In the run up to finals I often worked past midnight and my landlord woke me up to resume my studies when he left the house at 6 a.m. Unlike most pharmacy students then (and now) fearful of tackling problem questions I convinced myself that a successful solving of a problem would be rewarded with 20 out of 20 marks, whereas a brilliant essay regurgitating lecture material would be worth only 14 or 15 out of 20 at best. So I made sure that, when faced with choices on exam papers, I eschewed the ‘easy’ questions and tackled only those where I could produce information that had not been covered in lectures. I was really up for it come finals week in June 1960 and these tactics brought their reward of a 1st Class Degree.

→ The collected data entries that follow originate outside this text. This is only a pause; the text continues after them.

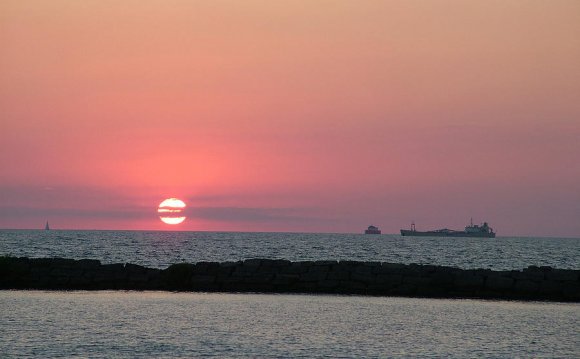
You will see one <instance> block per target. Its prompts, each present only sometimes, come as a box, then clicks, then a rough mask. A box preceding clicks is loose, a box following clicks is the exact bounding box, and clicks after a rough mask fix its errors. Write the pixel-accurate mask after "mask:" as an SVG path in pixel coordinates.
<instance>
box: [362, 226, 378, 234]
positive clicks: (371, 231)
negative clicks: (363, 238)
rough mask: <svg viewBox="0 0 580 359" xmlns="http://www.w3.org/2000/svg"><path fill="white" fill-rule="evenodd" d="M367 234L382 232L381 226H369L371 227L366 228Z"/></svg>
mask: <svg viewBox="0 0 580 359" xmlns="http://www.w3.org/2000/svg"><path fill="white" fill-rule="evenodd" d="M365 234H381V230H380V229H379V227H376V226H369V228H367V229H365Z"/></svg>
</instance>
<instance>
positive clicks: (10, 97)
mask: <svg viewBox="0 0 580 359" xmlns="http://www.w3.org/2000/svg"><path fill="white" fill-rule="evenodd" d="M0 51H1V54H0V228H41V227H42V226H43V225H44V221H45V220H49V221H50V223H51V224H52V226H53V227H55V228H80V229H85V228H86V229H93V228H94V229H179V230H208V231H211V230H219V231H232V230H234V231H235V230H243V231H297V232H302V231H304V232H308V231H316V232H361V231H362V230H363V229H364V228H365V227H366V226H368V225H369V224H375V225H378V226H380V227H381V228H382V229H383V232H384V233H396V232H398V230H399V229H400V228H406V227H408V226H409V224H410V222H411V221H412V220H414V221H415V222H416V223H417V227H418V229H435V228H440V227H449V228H456V229H460V228H462V227H463V226H464V225H465V224H467V223H468V222H469V219H470V217H473V219H474V221H476V222H480V221H484V220H485V221H488V222H490V224H491V226H492V227H494V228H495V229H496V230H497V232H498V234H499V235H500V236H501V235H540V236H571V237H580V100H579V99H580V66H579V65H578V64H580V2H579V1H576V0H572V1H561V0H554V1H505V0H501V1H499V0H498V1H493V0H492V1H462V0H457V1H444V0H441V1H412V0H400V1H399V0H396V1H354V0H353V1H336V0H333V1H323V0H319V1H210V0H206V1H186V0H181V1H179V0H157V1H149V0H131V1H128V0H123V1H102V0H94V1H93V0H84V1H76V0H67V1H64V0H53V1H44V0H37V1H34V0H30V1H21V0H4V1H2V2H1V3H0ZM168 197H178V198H180V199H182V200H184V201H185V202H186V203H187V204H188V209H187V213H188V219H187V220H186V221H185V222H184V223H183V224H181V225H178V226H174V227H170V226H168V225H165V224H163V223H161V222H160V221H159V219H158V218H157V214H156V207H157V205H158V204H159V203H160V202H161V201H162V200H163V199H165V198H168Z"/></svg>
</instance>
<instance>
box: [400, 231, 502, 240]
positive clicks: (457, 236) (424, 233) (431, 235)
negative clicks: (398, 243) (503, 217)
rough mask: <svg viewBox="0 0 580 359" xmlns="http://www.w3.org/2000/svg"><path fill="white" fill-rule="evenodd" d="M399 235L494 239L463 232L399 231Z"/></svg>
mask: <svg viewBox="0 0 580 359" xmlns="http://www.w3.org/2000/svg"><path fill="white" fill-rule="evenodd" d="M401 235H402V236H405V237H475V238H495V233H493V232H492V233H485V232H482V233H477V232H475V233H473V232H463V231H454V232H436V231H427V232H419V231H412V230H409V229H401Z"/></svg>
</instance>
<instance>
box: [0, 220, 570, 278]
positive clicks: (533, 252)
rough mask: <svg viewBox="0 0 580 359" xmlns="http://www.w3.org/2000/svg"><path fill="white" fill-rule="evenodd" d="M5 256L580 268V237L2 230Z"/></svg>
mask: <svg viewBox="0 0 580 359" xmlns="http://www.w3.org/2000/svg"><path fill="white" fill-rule="evenodd" d="M0 255H12V256H19V257H20V256H26V257H65V258H74V259H81V258H91V259H98V260H101V261H102V262H103V263H135V264H140V265H145V266H149V267H155V268H165V267H167V266H168V265H170V264H173V263H179V262H198V261H218V262H221V261H237V260H241V259H247V258H282V259H289V260H360V261H381V262H393V263H405V264H409V263H420V264H435V265H447V266H454V267H459V268H464V269H469V268H491V269H495V270H506V269H507V270H509V269H523V268H527V267H528V266H530V265H537V266H541V265H546V266H552V267H555V268H562V269H580V239H574V238H518V237H499V238H494V239H492V238H429V237H416V238H413V237H401V236H399V235H362V234H325V233H249V232H153V231H72V230H71V231H64V230H63V231H61V230H51V231H42V230H0Z"/></svg>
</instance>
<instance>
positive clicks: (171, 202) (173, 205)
mask: <svg viewBox="0 0 580 359" xmlns="http://www.w3.org/2000/svg"><path fill="white" fill-rule="evenodd" d="M184 209H185V202H183V201H182V200H180V199H177V198H168V199H166V200H164V201H163V202H161V203H160V204H159V207H158V208H157V213H158V214H159V219H161V221H163V222H164V223H166V224H179V223H181V222H183V221H184V220H185V216H184V212H183V210H184Z"/></svg>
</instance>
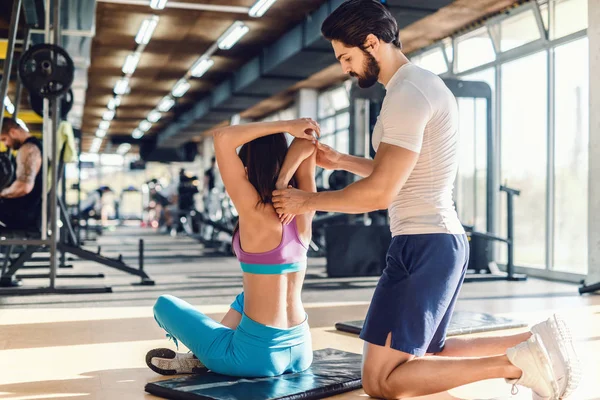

Oh the 60s! For a new graduate aged 22 this was to be a glorious decade and with a slate of new universities being created in the mid-60s, several with pharmacy departments, there was no shortage of academic posts for aspiring pharmaceutical scientists. This was the decade of G Plan furniture, Danish Glass, beehive hair-dos, Dusty Springfield and mascara, the Mersey Sound and the greatest pop group in the entire history of the world – the Beetles. (Readers: this list could have gone on for ever and ever!) Harold Wilson launched the ‘White Heat of the Technological Revolution’ at the hustings in 1964 and this propelled the Labour Party back to power after 13 years in the wilderness. Now whatever happened to that revolution you ask? But say what you like about the slippery Wilson, he did win the World Cup in 1966, an achievement unlikely to be matched by any other PM. On the pharmaceutical front Carl Djerassi’s contraceptive pill was launched and Librium and Valium became available for the agitated chattering classes. Orgasms were invented by Cosmopolitan Magazine – a little-known fact that one! Optimism and skirts rose to dizzying heights.